L'area attorno al Châtelet era fetida a causa dell'odore di essiccazione del sangue proveniente dai macelli vicini e "l'emissario della fogna grande che colava nella Senna fra il Pont Notre-Dame e il Pont au Change"[2].
Dal IX secolo, l'accesso ai due ponti che collegano l'île de la Cité di Parigi alle rive della Senna, erano protetti da due piccoli castelli, prima in legno e poi in pietra: Le Grand Châtelet, a nord, per proteggere l'accesso al Ponte Grande (oggi Pont au Change); il Petit Châtelet a sud[3], per proteggere l'accesso al Petit-Pont[4]. A Parigi, quando si utilizza il nome « Châtelet » senza ulteriori specificazioni, ci si riferisce sempre al Grand Châtelet.
Storia
[modifica | modifica wikitesto]Medio Evo
[modifica | modifica wikitesto]Nel III secolo, la città, che si chiama ancora Lutezia, era concentrata nell'île de la Cité, protetta da fortificazioni romane formate da un muro di 2,50 m di spessore. Sembra che a quel tempo nessun manufatto proteggesse l'accesso ai ponti di legno, questi potevano essere rapidamente distrutti o bruciati in caso di attacco[5]. È nell'877 che Carlo II il Calvo ha fatto rafforzare le fortificazioni di Parigi per proteggere la città dalle incursioni dei Normanni che si moltiplicavano. Le mura romane sono state riparate, ponti rafforzati e i loro piloni rinserrati per impedire il passaggio delle imbarcazioni. Fece anche costruire delle torri in legno formando piccoli castelli, per proteggere le estremità dei ponti.

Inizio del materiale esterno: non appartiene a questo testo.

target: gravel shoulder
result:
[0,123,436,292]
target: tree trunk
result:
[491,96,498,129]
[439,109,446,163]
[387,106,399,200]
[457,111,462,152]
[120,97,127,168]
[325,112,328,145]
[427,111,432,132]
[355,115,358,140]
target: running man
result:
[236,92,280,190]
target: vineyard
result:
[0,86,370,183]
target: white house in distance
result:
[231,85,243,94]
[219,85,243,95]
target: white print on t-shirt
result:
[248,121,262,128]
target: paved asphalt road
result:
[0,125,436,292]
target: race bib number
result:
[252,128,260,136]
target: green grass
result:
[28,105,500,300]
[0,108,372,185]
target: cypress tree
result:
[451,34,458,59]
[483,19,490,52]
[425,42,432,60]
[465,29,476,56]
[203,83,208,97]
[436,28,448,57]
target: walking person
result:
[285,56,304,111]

Così, quando gli invasori normanni risalgono la Senna nel novembre dell'anno 885, si imbattono in una fortezza impenetrabile. Le prime feroci offensive furono respinte con determinazione dai difensori, seguì un lungo assedio di Parigi (885-886) per cercare di ridurre alla fame la popolazione e farla capitolare. Nel febbraio dell'886, una grande inondazione della Senna porta via il Petit Pont, isolando i dodici difensori rimasti nella torre di quello che diventerà il piccolo Châtelet. Combatterono ferocemente fino all'ultimo e furono tutti massacrati. Carlo il Grosso alla fine arrivò con le sue truppe e comprò la partenza dei Normanni che si spostarono devastando la Borgogna[6] · [7].

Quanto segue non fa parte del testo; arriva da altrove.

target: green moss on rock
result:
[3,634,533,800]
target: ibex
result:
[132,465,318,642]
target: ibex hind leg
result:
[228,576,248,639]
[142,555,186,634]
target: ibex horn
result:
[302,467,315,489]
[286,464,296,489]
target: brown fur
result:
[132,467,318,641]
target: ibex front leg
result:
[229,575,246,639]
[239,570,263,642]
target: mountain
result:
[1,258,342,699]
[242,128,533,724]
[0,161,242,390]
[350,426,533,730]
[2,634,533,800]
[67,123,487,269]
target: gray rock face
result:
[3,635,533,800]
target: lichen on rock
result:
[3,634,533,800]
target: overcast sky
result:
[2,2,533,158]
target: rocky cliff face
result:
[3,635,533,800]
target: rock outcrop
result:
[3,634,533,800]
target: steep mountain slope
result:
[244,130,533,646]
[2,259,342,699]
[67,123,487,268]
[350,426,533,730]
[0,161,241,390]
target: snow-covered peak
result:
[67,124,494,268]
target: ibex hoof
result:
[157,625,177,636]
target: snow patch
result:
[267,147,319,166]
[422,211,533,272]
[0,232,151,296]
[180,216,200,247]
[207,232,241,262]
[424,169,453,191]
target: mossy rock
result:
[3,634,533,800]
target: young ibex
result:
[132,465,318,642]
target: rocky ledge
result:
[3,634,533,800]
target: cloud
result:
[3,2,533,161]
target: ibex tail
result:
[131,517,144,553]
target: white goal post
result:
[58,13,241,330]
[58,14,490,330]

Le torri di legno furono sostituite da edifici in pietra nel 1130 da Luigi VI il Grosso. Le Grand Chatelet formava una fortezza quasi quadrata, con un cortile in centro e porte secondarie, circondata da profondi fossati pieni di acqua corrente, alimentati dalla Senna. Due torri fiancheggiano i due angoli verso l'esterno[4]. Sono destinate a proteggere l'uscita nord del Ponte Grande[8].

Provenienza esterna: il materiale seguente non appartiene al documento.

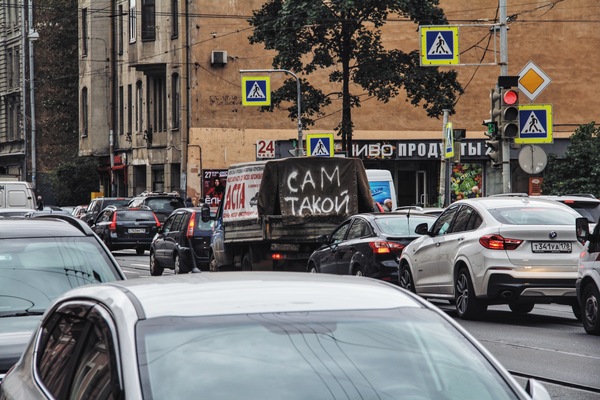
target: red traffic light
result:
[502,90,519,106]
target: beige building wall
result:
[190,0,600,187]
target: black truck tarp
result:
[257,157,374,225]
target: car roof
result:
[0,214,94,239]
[59,271,426,318]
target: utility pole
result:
[499,0,511,193]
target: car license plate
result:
[531,242,572,253]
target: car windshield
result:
[489,207,576,225]
[136,308,518,400]
[0,237,122,317]
[375,214,435,236]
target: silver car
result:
[0,272,549,400]
[399,197,583,319]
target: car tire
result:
[242,253,252,271]
[508,303,535,314]
[454,268,487,319]
[581,284,600,336]
[150,251,164,276]
[398,264,417,293]
[306,261,320,274]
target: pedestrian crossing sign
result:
[242,76,271,106]
[306,133,335,157]
[419,25,459,66]
[514,104,554,144]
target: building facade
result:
[79,0,600,205]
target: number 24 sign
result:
[256,139,275,159]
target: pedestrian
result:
[36,196,44,211]
[383,199,392,212]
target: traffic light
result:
[498,88,519,139]
[485,138,502,168]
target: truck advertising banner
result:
[203,169,227,211]
[223,162,265,222]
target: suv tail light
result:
[369,240,404,254]
[185,211,196,239]
[479,235,523,250]
[108,211,117,232]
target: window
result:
[81,87,89,137]
[118,4,125,56]
[129,0,137,43]
[4,95,21,141]
[81,8,88,56]
[142,0,156,41]
[119,86,125,135]
[171,74,181,129]
[171,0,179,39]
[148,75,167,132]
[135,81,144,133]
[127,84,133,136]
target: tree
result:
[542,122,600,196]
[249,0,463,155]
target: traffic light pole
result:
[498,0,511,193]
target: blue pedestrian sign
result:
[242,76,271,106]
[419,25,459,66]
[515,104,554,144]
[306,133,335,157]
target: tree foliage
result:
[542,122,600,197]
[249,0,463,149]
[51,157,99,205]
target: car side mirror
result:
[575,218,590,243]
[200,204,210,222]
[415,222,429,235]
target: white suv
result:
[576,218,600,336]
[399,197,583,319]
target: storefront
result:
[274,139,569,206]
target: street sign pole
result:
[240,69,304,157]
[499,0,511,193]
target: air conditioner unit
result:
[210,50,227,65]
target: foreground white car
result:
[0,272,550,400]
[399,197,583,318]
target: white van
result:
[0,181,36,209]
[366,169,398,211]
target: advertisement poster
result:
[450,163,483,203]
[202,169,227,211]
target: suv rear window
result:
[489,207,575,225]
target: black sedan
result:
[150,205,215,276]
[307,212,436,283]
[90,206,160,255]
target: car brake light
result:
[186,211,196,238]
[369,240,404,254]
[479,235,523,250]
[108,211,117,232]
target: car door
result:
[319,219,352,274]
[337,217,371,275]
[410,205,459,293]
[435,204,482,294]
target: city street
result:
[113,250,600,400]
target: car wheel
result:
[150,251,164,276]
[208,254,219,272]
[398,264,417,293]
[242,253,252,271]
[581,284,600,336]
[508,303,535,314]
[454,268,487,319]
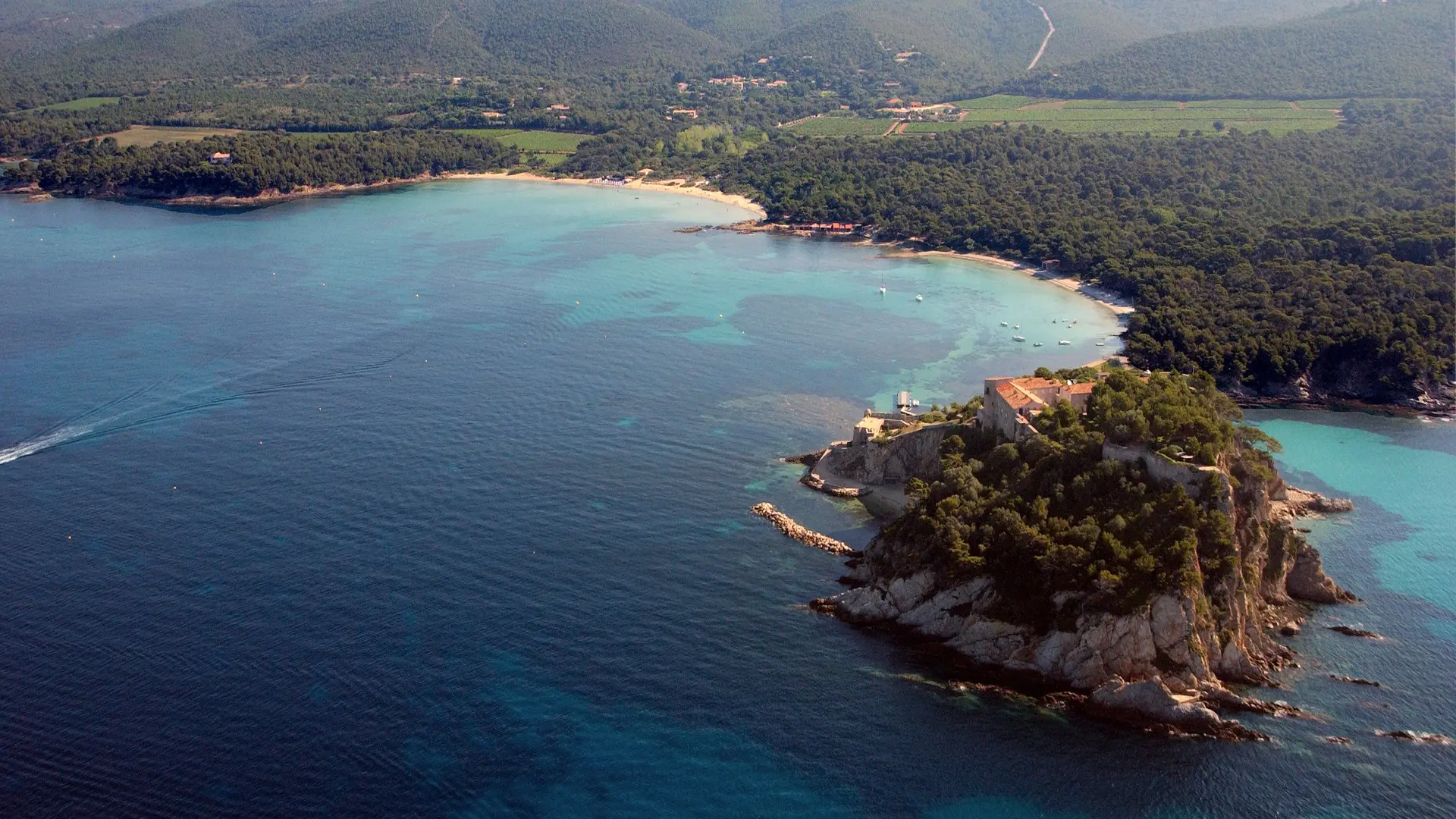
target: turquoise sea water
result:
[0,180,1456,817]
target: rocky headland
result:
[799,369,1356,739]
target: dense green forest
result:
[869,370,1252,626]
[582,103,1456,400]
[2,130,519,198]
[0,0,1380,108]
[1025,0,1456,99]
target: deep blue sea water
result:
[0,180,1456,819]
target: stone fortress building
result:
[975,378,1097,441]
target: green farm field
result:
[99,125,243,147]
[35,96,121,111]
[495,131,592,153]
[788,117,891,137]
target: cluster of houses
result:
[793,221,864,234]
[701,74,789,90]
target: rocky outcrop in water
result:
[750,503,858,555]
[811,416,1354,739]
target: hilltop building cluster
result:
[975,378,1097,441]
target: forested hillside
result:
[20,0,719,82]
[4,130,519,198]
[0,0,1374,105]
[1010,0,1456,99]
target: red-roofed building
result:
[975,378,1097,440]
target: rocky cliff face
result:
[815,419,1354,733]
[791,422,961,519]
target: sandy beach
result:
[444,172,767,218]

I conti di Parigi l'abitarono fino alla fine del XII secolo, fino alla loro sostituzione con i Prevosti di Parigi. Dal 1190, la costruzione della cinta muraria di Parigi di Filippo Augusto ha reso inutile questa fortezza per difendere la città. Vi si stabilì la sede della giurisdizione del Prevosto di Parigi, responsabile della polizia e della giustizia penale, comprese le prigioni e camere di tortura, dove si svolgevano gli «interrogatori»[8]. La giurisdizione del prevosto era divisa in quattro sezioni: l'«audizione del parco civile», quella del «présidial[N 1]», la «camera di consiglio» e la «camera criminale». Dopo la loro fusione in un solo organismo, queste diverse giurisdizioni presero il nome di «Cour du Châtelet» (Corte del Castello)[9].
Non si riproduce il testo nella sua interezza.